NANYUKI, Kenya — With fewer than 100 mountain bongos surviving in Kenya’s forests, a conservancy on the misty slopes of Mount Kenya is accelerating efforts to breed the critically endangered antelope and return it to the wild, targeting a population of 750 by 2050.
The Mount Kenya Wildlife Conservancy in Nanyuki this month imported four male bongos from the European Association of Zoos and Aquaria via the Czech Republic, supplementing a herd that has grown to 102 since the conservancy’s founding in 2004. The new arrivals, still in quarantine, will interbreed with descendants of 18 bongos originally sent from the United States, a move intended to counteract the risks of inbreeding.
“We want bongos that are not only strong in body, but strong in the genes they pass to the next generation,” said Dr. Robert Aruho, the conservancy’s head.
The reintroduction is the latest step in a multi-decade effort to rescue the species. Thousands of bongos died in disease outbreaks in the 1960s, sharply reducing the population. In the 1980s, conservationist Don Hunt exported 36 of the animals to the United States as an insurance population, with the goal of one day returning them to the wild. In 2004, 18 descendants of that captive group arrived at the newly opened Mount Kenya Wildlife Conservancy, and they have since interbred to form the current herd.
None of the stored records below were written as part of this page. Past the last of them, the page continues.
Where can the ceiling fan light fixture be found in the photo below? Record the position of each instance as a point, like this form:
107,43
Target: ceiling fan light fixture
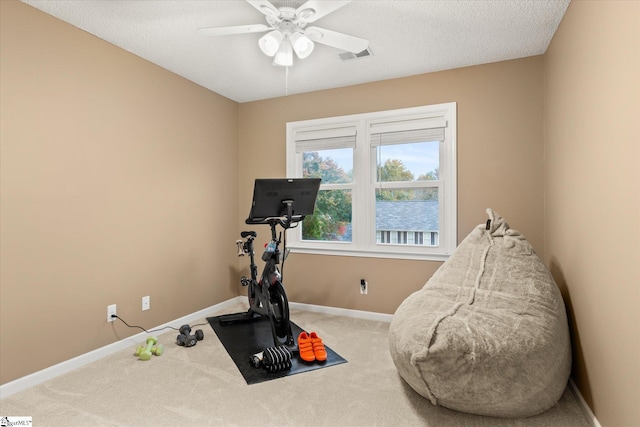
284,55
271,42
301,44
The last wild bongo was seen in Mount Kenya’s forests in 1994. The conservancy released its first 10 bongos back into the wild in 2022, and they now roam among orange climber vines and shrubs that are among their preferred foods. The bongo’s distinctive white stripes can make it surprisingly hard to spot.
“When a bongo stands behind a green bush, they are completely camouflaged, you can never see them,” Aruho said. “They are like ghosts of the forest, you can’t easily see a bongo when it is in the bush.”
Andrew Mulani, the conservancy’s bongo program assistant, said the animals are monitored for months before release to ensure that the shyest individuals are chosen, as docile bongos would be vulnerable to predators. The birth of a fourth wild calf last year was his most fulfilling moment, he said — an indication that the antelope are beginning to thrive on their own.
Caroline Makena, 33, grew up in the Mount Kenya region hearing stories from her grandmother about how the community prized bongos as bushmeat. But she never saw one until she came to work as a gardener at the conservancy.
“I never knew the bongos were this beautiful, and I think my community loved them not just for the meat but because of their beauty,” she said.
The bongo’s slow reproduction — a nine-month gestation period — and its sensitivity to certain plants and weather conditions have made population recovery challenging. The conservancy supplements the animals’ shrub diet with nutrient-rich pellets and continuously works to strengthen their immunity to disease.
Thousands of tourists who visit the conservancy each year marvel at the antelope’s spiraled horns. As the reintroduction effort gains ground, conservationists hope the ghost of the forest becomes a more common sight in Kenya’s highland woods.